Ancora oggi mi chiedo se è stato più il coraggio o più la follia a farmi

decidere, poco più di tre anni fa, di cambiare radicalmente la mia vita, lasciare

il mio lavoro e la mia avviata carriera, la mia casa, gli amici e i familiari, per

intraprendere questo percorso di studi che mi porterà a poter praticare una

professione totalmente differente dalla precedente e quanto mai affascinante.

Quel che so per certo è che, se sono arrivato fino a qui, lo devo a lei, la mia

compagna Viviana, che ha sempre creduto in me, molto più di quanto lo abbia

mai fatto io.
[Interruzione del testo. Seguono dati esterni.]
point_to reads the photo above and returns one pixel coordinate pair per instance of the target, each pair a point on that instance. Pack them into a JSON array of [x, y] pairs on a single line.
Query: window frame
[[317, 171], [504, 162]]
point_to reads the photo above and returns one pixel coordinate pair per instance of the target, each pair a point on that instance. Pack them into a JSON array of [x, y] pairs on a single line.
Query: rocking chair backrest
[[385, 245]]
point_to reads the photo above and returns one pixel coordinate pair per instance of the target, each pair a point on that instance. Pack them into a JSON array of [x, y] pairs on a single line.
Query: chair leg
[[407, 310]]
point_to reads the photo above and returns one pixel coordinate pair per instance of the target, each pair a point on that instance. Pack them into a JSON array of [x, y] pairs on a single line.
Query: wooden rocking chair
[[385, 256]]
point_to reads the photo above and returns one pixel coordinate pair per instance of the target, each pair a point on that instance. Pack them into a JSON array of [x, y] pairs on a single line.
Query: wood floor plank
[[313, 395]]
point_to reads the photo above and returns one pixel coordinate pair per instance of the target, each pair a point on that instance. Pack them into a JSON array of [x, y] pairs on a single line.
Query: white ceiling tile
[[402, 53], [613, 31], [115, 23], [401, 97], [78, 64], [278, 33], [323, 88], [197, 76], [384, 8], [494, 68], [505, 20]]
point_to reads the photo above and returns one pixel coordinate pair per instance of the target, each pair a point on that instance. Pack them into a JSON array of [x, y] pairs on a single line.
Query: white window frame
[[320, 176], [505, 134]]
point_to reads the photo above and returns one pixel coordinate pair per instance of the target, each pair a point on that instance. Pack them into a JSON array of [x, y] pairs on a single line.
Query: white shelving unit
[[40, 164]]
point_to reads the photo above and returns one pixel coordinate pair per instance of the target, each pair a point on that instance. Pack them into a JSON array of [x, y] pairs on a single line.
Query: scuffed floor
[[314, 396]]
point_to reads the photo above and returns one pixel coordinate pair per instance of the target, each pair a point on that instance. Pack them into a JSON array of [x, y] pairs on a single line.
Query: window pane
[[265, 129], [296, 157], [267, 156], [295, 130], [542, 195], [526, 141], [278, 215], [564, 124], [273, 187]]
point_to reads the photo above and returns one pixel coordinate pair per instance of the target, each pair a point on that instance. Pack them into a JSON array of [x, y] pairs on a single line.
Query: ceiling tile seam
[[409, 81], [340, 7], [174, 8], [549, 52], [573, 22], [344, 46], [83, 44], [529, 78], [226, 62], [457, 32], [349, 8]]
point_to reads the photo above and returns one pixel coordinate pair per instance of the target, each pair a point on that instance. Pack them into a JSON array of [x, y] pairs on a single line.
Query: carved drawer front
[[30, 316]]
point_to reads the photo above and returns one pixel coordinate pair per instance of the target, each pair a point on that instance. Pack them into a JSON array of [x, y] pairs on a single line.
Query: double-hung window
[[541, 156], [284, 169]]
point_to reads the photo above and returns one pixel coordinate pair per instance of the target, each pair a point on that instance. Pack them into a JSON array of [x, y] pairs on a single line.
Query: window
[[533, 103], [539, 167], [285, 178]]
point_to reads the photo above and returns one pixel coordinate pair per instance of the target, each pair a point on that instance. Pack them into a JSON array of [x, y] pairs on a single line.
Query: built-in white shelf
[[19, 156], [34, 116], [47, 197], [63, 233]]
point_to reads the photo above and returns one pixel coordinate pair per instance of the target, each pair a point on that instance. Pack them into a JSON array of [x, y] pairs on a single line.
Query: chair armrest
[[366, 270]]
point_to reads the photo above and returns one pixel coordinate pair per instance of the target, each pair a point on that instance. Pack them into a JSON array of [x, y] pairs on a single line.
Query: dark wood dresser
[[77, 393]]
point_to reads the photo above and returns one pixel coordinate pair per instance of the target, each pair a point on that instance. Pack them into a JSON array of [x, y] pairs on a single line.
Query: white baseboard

E’ stata lei dapprima a suggerirmi e poi ad esortarmi ad

iscrivermi a questa facoltà; è stata lei che mi ha sempre sostenuto e anche

molto spesso sopportato durante questi anni di studi.

Un ringraziamento e delle scuse vanno anche alle mie due bimbe, Giorgia e

Chiara, che molte volte hanno dovuto rinunciare alla mia presenza perché

dovevo studiare.

Un ringraziamento particolare al mio relatore dott. A. Manelli, il quale mi ha

proposto questo argomento di studio e mi aiutato nella stesura di questa tesi,

oltre che nella raccolta e nell’interpretazione dei dati, insieme al sempre

disponibile e preparatissimo correlatore Massimo Strazzer.

Ringrazio, inoltre, la prof.ssa Marcella Protasoni e la prof.ssa Marina

Reguzzoni per avermi aiutato nel reclutamento dei soggetti “volontari” da

analizzare presso l’università Insubria di Varese, nonché il prof. Andrea

Moriondo, per aver fornito lo spazio per ospitare l’Osteobike ed effettuare

parte delle prove, presso il suo laboratorio, oltre che materiale e supporto

tecnico per le rilevazioni elettromiografiche.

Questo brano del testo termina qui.